Das tréguas olímpicas às Nações Unidas

    Ao longo da época contemporânea, o desporto foi uma e outra vez reivindicado como factor de encontro e reunião entre povos e nações. De acordo com várias entidades desportivas, da prossecução das suas actividades decorreria um efeito de suspensão da conflituosidade internacional, à imagem das tréguas decretadas por ocasião dos Jogos Olímpicos da Antiguidade. É sabido que esta atribuição de uma essência pacificadora universal ao desporto é um elemento central do discurso de Pierre Coubertin, mas é também certo que ela ganhou renovado ímpeto no quadro da segunda pós-guerra. Com a nova ordem internacional que então se desenhava, e de que a ONU seria a expressão institucional mais acabada, a ideia de paz constituiu-se como um desígnio tanto mais consensual na medida em que nenhum povo ou território dela poderia ser privada. Na senda de um universalismo reconstruído com base na crítica dos nacionalismos racistas dos anos de 1930, nomeadamente o nazismo, o tempo do desporto viu-se investido de um simbolismo pacifista que nenhum regime, ideologia ou política poderia ou deveria instrumentalizar (Riordan e Arnaud, 1998). De resto, na sequência deste processo histórico, em 2013, a Assembleia-Geral das Nações Unidas proclamaria o dia 6 de abril como "Dia Internacional do Desporto ao Serviço do Desenvolvimento e da Paz". Na ocasião, o então Presidente da Assembleia-Geral, Vuk Jeremic, declarou: “ao proclamar este Dia Internacional, prestemos homenagem às grandes lendas do passado, que através das suas proezas atléticas, carácter e força moral conquistaram um lugar de honra no panteão da glória olímpica”. E, na presença do – à época – presidente do Comité Olímpico Internacional, Jacques Rogge, mais acrescentou ser o desporto “um poderoso aliado da paz e da reconciliação”, dando como exemplo “campeões como Jesse Owens, que desafiou a ideologia nazi com a sua vitória espantosa em Berlim em 1936” (“Assembleia Geral da ONU proclama…”).

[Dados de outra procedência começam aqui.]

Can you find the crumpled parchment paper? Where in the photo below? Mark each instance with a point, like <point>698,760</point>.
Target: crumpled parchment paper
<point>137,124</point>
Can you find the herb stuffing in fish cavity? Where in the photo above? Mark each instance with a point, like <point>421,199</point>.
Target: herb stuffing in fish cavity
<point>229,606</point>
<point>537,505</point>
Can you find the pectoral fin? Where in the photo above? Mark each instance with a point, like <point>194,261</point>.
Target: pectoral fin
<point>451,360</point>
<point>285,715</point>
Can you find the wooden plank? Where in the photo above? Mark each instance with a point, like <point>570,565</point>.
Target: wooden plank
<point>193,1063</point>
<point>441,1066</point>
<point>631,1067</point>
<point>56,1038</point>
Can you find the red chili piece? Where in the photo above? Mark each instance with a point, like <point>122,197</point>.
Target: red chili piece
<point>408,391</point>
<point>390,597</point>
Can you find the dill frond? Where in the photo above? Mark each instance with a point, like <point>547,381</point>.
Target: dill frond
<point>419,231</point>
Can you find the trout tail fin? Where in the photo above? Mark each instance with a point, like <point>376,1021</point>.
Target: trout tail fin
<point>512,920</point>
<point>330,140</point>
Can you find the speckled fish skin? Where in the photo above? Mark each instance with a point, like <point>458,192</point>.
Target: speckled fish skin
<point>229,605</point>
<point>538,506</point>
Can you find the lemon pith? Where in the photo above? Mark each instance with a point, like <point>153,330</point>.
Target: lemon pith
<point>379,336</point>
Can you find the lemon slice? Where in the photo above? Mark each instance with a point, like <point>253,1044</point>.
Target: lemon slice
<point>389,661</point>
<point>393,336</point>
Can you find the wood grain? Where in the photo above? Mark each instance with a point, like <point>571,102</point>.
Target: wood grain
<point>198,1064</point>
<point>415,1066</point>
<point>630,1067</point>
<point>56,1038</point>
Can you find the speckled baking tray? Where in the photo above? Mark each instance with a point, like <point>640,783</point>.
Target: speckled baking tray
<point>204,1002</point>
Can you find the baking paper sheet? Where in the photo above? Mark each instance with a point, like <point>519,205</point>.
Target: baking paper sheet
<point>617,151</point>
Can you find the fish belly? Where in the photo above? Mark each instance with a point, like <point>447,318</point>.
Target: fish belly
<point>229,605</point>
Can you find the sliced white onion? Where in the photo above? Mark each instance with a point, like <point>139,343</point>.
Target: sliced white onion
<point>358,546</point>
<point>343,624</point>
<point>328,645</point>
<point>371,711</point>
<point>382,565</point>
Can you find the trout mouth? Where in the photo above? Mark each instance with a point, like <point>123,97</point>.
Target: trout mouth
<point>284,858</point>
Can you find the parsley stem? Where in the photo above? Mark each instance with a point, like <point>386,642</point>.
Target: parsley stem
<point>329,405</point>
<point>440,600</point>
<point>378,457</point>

    Este vínculo universalista entre desporto e paz não foi, todavia, estabelecido apenas por instituições políticas e desportivas. Ele foi igualmente estabelecido nas dinâmicas mercantis associadas ao desporto. Veja-se o caso da organização dos grandes eventos desportivos internacionais. A sua expansão – isto é, o facto de, ao longo da segunda metade do século XX, mais e mais países fazerem parte da lista de organizadores – reflecte bem a vontade das entidades desportivas levarem o espectáculo a territórios em que o mesmo se encontraria ainda num estado de desenvolvimento incipiente, de caminho encontrando nos Estados aí constituídos parceiros disponíveis a realizar investimento público. Mas a sua expansão reflecte também a força das dinâmicas mercantis directa ou indirectamente ligadas ao espectáculo desportivo. A ideia da apoliticidade do desporto e da sua universalidade foi partilhada por instituições como a ONU e por organismos internacionais como a UEFA, a FIFA e o COI, mas também por grandes empresas globais do desporto ou a ele associadas, que procuraram justamente franquear todo e qualquer limite político-ideológico à sua actividade empresarial. Ao atendermos a acontecimentos como o Campeonato da Europa de Futebol de 1976, que teve lugar na Jugoslávia, os Jogos Olímpicos de 1980, com sede em Moscovo, ou, mais recentemente, os Jogos Olímpicos de 2008, em Pequim, e o Campeonato do Mundo de Futebol de 2010, na África do Sul, difícil é não perguntar até que ponto o desporto se constituiu como um dos cavalos de Tróia da chegada do capitalismo global ali onde este ainda não afirmara toda a sua potência (Horne, 2015).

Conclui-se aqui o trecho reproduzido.